Una sussidiaria necessita di un maggior capitale, perché sul piccolo mercato del continente non può diversificare il rischio con la stessa efficacia che a Londra. La società principale ha bisogno di maggior capitale perché i prestiti da Londra verso la società controllata sono considerati esposizioni verso l’estero. Risultato: minore redditività e remunerazione del capitale, e di conseguenza pressioni per ridimensionare i servizi o alzare i prezzi.
Si considerino poi le banche europee. Non potrebbero, queste, intervenire facilmente al posto delle banche londinesi?
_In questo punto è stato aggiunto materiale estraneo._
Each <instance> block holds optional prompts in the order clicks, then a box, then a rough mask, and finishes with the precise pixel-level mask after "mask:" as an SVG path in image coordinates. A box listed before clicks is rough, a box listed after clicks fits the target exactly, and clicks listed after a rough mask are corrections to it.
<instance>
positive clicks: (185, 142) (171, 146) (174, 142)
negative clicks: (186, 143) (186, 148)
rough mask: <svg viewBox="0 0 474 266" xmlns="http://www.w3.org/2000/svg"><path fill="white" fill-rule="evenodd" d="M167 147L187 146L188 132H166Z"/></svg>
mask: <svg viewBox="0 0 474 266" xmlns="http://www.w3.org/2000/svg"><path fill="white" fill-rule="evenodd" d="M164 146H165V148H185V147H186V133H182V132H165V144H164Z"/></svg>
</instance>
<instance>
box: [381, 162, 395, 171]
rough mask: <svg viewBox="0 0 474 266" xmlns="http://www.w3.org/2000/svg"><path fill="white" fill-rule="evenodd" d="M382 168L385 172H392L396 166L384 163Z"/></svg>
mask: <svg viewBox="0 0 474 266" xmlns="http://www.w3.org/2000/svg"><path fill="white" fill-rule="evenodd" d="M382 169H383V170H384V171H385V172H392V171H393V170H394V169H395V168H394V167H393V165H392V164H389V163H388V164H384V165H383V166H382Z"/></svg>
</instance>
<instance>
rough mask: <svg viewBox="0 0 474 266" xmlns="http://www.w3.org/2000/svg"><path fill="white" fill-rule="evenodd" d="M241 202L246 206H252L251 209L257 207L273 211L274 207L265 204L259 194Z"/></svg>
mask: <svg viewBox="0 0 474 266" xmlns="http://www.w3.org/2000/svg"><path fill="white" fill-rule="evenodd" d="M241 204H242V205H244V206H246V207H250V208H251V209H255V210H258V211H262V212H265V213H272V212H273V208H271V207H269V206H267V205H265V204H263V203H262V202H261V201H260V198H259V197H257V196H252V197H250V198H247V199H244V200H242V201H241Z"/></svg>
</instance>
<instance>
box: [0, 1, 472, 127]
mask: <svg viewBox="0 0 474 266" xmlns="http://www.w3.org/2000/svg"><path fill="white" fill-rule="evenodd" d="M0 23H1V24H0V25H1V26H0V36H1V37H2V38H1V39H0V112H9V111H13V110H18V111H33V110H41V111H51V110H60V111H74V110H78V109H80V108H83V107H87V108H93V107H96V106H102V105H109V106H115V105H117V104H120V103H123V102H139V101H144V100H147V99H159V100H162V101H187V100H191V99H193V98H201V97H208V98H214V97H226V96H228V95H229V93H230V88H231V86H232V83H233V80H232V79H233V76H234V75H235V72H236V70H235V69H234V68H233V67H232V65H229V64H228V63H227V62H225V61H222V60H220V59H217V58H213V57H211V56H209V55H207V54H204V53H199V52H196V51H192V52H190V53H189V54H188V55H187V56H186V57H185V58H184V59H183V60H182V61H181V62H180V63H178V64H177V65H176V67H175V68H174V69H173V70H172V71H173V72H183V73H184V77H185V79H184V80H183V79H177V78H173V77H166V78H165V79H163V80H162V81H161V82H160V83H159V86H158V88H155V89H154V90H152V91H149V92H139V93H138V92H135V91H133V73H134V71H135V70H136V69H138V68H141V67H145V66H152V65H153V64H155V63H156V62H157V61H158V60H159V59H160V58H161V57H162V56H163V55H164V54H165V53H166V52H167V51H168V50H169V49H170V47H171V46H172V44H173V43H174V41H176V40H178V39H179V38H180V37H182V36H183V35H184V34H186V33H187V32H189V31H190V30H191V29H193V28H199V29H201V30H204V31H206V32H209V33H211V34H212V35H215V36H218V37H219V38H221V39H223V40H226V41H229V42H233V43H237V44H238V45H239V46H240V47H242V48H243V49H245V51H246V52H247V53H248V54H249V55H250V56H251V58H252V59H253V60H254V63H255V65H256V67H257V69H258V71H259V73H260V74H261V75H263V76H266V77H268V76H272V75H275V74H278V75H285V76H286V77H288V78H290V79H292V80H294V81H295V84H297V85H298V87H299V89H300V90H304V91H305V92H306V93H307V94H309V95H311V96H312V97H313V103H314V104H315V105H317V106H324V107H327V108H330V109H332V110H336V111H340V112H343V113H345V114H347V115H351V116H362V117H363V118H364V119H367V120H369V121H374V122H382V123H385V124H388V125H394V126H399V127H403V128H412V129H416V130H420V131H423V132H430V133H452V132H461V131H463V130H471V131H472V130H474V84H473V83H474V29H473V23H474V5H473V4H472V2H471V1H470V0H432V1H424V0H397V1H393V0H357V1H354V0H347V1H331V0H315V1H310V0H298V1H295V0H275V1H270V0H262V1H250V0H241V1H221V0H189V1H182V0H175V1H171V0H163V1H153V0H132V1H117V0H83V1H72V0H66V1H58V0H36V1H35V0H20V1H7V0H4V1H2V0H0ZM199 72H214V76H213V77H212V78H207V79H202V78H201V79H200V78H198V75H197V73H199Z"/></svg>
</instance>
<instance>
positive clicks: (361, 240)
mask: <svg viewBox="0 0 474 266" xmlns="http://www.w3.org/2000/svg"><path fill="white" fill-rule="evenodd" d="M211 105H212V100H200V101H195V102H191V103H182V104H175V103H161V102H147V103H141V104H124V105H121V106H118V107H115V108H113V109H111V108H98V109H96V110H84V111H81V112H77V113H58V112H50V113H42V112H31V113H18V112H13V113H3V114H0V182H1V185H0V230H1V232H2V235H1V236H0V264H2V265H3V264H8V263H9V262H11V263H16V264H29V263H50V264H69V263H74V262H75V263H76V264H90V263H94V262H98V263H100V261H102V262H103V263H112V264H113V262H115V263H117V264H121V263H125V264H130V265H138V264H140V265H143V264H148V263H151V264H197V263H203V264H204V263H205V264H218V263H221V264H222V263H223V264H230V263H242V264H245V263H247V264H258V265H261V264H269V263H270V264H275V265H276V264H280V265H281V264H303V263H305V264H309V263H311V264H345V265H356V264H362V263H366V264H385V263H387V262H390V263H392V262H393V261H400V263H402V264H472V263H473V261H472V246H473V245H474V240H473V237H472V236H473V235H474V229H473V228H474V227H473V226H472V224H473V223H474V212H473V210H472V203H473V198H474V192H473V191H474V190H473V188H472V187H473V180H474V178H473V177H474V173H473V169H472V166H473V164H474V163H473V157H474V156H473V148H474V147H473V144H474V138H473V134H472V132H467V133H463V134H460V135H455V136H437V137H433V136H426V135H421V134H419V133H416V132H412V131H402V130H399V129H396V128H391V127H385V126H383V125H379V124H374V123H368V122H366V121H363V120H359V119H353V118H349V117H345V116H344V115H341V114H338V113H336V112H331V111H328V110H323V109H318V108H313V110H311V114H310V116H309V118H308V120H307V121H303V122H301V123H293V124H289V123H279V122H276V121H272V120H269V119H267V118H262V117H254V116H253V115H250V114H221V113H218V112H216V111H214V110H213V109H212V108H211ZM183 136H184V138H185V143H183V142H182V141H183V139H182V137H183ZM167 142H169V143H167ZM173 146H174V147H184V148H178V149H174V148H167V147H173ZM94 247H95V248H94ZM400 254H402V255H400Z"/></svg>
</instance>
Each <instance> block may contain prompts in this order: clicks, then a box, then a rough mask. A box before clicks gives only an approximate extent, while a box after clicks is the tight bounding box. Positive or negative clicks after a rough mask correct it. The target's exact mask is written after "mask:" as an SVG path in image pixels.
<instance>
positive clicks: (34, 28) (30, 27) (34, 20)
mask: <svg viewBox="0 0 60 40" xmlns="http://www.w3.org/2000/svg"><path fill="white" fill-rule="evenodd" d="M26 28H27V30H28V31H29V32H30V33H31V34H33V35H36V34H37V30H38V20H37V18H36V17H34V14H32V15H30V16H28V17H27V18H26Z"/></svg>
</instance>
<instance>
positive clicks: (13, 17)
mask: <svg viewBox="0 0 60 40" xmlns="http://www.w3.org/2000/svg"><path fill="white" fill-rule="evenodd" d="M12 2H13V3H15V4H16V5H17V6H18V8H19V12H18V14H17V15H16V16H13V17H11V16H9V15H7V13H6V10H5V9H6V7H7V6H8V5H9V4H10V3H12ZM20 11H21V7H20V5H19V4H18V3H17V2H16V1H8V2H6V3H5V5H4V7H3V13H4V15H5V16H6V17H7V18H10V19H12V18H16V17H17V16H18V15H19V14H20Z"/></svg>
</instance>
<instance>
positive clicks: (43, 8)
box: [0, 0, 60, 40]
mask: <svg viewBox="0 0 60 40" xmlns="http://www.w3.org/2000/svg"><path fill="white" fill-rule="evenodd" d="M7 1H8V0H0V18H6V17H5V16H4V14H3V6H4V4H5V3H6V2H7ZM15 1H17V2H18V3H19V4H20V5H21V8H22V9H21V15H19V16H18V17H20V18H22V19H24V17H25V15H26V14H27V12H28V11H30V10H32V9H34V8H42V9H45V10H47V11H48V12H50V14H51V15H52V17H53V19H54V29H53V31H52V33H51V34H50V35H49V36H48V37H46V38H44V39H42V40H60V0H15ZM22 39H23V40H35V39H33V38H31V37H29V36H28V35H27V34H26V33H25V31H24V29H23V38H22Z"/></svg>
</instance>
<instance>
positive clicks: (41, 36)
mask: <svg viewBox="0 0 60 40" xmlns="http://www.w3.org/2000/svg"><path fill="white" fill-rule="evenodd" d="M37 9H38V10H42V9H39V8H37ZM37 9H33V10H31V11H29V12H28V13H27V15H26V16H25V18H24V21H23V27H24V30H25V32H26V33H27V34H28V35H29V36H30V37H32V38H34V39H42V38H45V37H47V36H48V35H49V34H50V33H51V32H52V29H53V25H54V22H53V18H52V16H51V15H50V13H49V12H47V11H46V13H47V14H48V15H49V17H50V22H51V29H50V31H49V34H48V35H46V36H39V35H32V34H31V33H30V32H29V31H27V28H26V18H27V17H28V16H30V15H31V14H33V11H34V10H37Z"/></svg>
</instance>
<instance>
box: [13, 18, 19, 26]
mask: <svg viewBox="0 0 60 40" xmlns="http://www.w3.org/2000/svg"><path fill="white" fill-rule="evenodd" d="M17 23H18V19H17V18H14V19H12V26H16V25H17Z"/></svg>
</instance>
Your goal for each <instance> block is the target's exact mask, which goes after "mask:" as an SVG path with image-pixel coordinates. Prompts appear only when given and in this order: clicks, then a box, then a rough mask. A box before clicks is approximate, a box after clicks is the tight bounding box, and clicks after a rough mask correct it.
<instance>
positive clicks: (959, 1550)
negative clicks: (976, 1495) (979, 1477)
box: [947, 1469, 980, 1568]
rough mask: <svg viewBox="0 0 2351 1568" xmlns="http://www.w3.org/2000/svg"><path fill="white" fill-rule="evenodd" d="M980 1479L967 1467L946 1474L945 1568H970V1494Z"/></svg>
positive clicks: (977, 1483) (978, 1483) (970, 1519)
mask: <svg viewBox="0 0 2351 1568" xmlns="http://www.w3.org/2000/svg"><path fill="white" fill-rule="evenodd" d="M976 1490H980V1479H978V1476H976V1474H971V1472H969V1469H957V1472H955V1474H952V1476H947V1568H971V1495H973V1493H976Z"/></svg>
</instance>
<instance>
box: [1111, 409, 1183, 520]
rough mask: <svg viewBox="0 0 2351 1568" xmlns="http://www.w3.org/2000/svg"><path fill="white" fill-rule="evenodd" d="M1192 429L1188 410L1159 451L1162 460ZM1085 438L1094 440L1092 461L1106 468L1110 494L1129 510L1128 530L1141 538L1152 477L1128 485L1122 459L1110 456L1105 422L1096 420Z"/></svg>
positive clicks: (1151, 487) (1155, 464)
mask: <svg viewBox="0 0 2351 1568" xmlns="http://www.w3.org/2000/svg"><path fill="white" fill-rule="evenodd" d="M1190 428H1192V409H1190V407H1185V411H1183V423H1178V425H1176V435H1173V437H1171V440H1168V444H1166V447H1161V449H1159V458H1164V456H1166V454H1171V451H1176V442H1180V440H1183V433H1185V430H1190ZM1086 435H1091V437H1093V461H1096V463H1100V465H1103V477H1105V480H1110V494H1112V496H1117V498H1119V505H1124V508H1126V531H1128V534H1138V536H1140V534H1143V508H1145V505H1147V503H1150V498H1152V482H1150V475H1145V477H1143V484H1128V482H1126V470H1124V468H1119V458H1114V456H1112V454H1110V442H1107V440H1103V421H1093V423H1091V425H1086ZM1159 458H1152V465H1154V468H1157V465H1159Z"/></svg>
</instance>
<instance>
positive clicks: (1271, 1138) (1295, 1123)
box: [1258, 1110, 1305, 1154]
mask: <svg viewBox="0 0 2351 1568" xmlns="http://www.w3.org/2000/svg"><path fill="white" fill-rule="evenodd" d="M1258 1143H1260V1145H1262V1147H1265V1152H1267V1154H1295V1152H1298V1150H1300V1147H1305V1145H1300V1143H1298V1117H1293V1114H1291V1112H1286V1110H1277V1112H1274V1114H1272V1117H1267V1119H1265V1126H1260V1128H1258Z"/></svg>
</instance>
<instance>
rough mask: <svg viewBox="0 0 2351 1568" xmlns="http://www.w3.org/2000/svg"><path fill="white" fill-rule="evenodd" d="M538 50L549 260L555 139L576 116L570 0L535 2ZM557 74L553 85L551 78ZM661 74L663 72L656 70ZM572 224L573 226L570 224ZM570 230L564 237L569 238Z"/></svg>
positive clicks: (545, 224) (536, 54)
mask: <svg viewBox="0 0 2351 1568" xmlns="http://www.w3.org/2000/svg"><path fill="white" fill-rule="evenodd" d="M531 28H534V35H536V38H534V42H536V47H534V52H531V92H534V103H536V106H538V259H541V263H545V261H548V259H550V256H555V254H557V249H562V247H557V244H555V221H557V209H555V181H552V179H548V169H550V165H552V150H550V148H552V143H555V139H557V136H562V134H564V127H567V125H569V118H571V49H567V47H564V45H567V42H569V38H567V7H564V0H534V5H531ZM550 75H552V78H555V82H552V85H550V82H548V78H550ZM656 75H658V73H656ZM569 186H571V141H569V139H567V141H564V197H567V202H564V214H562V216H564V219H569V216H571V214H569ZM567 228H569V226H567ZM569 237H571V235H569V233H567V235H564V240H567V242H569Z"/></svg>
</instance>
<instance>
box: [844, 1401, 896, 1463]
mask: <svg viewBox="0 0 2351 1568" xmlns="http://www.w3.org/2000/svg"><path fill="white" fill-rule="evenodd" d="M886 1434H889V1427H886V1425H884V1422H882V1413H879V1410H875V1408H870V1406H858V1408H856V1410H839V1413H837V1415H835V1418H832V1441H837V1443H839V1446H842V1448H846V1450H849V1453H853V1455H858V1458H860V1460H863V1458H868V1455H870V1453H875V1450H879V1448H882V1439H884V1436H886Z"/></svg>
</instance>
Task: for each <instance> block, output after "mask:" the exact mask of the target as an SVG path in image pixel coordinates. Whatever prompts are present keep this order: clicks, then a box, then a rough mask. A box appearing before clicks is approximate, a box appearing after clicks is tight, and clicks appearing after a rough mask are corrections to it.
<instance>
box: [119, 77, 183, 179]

No. Le branche di investment banking delle banche europee hanno sede a Londra, da dove hanno accesso ad un mercato globale di volume maggiore a costi minori. In quanto succursali sono soggette alla vigilanza delle autorità europee e capitalizzate nel bilancio consolidato, senza dover duplicare i costi fissi e senza la necessità di capitale richiesto per le società sussidiarie.
Non è ancora chiaro se le banche europee potranno continuare a operare come succursali a Londra anche dopo la Brexit – il Regno Unito ha lasciato questo quesito aperto per le trattative. Ciò che è chiaro è che se il Regno Unito dovesse fare come l’Unione Europea, e pretendere che le banche dell’altra parte accedano ai suoi mercati solamente in qualità di società sussidiarie [anziché come succursali], allora anche le banche europee soffrirebbero di un rialzo dei costi.
Alcuni di questi problemi di costi si ridurrebbero certamente con una crescita e maturazione dei mercati continentali. Ma il giorno in cui ciò potrà avvenire è ancora abbastanza lontano: l’ecosistema necessario di banchieri, traders, avvocati e tecnologia ancora non esiste in Europa. Per adesso l’unica città in gioco è Londra. Se non viene fatto appositamente qualcosa, per l’Europa si prospetta una crisi da carenza di accesso ai capitali.
Un modo di procedere sarebbe che sia UE che Regno Unito permettano all’altra parte di operare con delle succursali nella propria giurisdizione – anziché costringerlasi a fondare delle società sussidiarie. Per quanto la distinzione tra succursali e sussidiarie possa sembrare puramente tecnica, resta il fatto che il capitale e i costi di gestione di una succursale sono contabilizzati a livello della società principale, il che riduce sostanzialmente i costi ed evita spaccature nei mercati dei capitali.
Due cambiamenti nel quadro normativo sarebbero di aiuto. Primo, se le autorità di vigilanza della UE e del Regno Unito non sono pronte, dopo la Brexit, a lasciare la supervisione delle succursali all’altra parte, può essere necessario un accordo di collaborazione. Secondo, la UE dovrà armonizzare le normative nazionali che regolamentano le succursali delle banche non-europee.
Queste proposte non significano voler passare dalla porta di servizio. Ad esempio, alla succursale di Francoforte di una banca con sede in UK non sarebbe consentito di svolgere la sua attività anche a Parigi. Ma queste proposte potrebbero alleggerire il colpo inferto da una “hard Brexit”.
Una contrazione del mercato dei capitali a seguito della fine del “passaporto bancario” con Londra non sarebbe la fine del mondo per il sistema bancocentrico dell’Unione Europea, ma assesterebbe un brutto colpo allo sviluppo del mercato dei capitali sul continente, con tutto ciò che ne consegue in termini di crescita economica e stabilità. Sarebbe meglio per tutti se alle succursali delle banche fosse permesso di aprire sedi da entrambi i lati del Canale della Manica.